New soapie Rhythm City boots Backstage
A brand new soapie Rhythm City is on its way to replace the ill-fated e.tv show Backstage.
The producers of the new show are tight-lipped about the finer details of the show, guarding these very closely.
But word has it the soapie will still be youth-orientated, just like Backstage, which comes to an end next month.
Rhythm City will start showing from July 9, and auditions for the production are now taking place.
The auditions for the new daily youth drama series will be held at Windybrow Theatre on Saturday.
Those intending to feature in this soapie will have to fit well-defined criteria.
"We are looking for black women 16-25 and black men 18-25 years old," producers say.
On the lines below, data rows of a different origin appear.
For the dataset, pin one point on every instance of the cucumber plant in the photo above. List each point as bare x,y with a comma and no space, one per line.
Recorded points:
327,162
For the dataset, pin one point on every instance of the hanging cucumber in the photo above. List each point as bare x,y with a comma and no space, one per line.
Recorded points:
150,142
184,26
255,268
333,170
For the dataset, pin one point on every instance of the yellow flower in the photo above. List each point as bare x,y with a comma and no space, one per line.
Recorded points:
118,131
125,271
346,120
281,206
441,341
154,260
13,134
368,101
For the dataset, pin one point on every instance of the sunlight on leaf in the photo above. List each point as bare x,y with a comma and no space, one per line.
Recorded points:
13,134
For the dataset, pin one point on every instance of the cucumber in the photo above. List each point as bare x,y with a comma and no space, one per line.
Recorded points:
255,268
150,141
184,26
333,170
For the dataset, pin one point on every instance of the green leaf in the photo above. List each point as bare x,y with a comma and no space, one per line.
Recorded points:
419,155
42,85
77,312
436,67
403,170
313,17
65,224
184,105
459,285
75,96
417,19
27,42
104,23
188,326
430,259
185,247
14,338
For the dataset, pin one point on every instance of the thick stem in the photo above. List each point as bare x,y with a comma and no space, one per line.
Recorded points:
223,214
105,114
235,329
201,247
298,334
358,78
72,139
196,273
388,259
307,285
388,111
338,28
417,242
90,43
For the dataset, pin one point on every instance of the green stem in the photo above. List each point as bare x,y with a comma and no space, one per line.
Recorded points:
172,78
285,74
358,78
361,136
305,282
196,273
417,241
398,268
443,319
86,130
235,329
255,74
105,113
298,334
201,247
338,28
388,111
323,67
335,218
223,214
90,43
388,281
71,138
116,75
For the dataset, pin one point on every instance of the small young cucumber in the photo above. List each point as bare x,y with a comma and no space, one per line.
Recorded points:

Rhythm City will be produced by Curious Pictures, which has a reputation for innovative productions of independent films and large-scale television dramas.
The soap opera's topical storyline revolves around the contemporary music industry.
But, spinning out from that, will be all the trials and tribulations of those brave enough to enter this cut-throat business, says e.tv.
Says Bronwyn Keene-Young, channel director of e.tv: "We are confident this is the right show for an important timeslot.
"With the vibrant music industry as a backdrop for this soap opera, we are sure it will appeal to both the youth and adults."
The show will be broadcast during prime time on weekdays from 6.30pm to 7pm.
But how different will this show be from Backstage?
Monde Twala, executive producer of Rhythm City, says: "The show aims to entertain, but also to explore deeply the lives of young people, their needs, wants and motivations.
"Research has proved that young people want entertaining and informative programming.
"The youth drama is an opportunity to mirror the fast-changing trends and challenges faced by South African youth."
David Jammy, Curious Productions managing director, says: "We are currently casting and sourcing some of South Africa's top talent to star in this new weekday soapie.
"This, in turn, will contribute to the much-needed growth of the local television industry."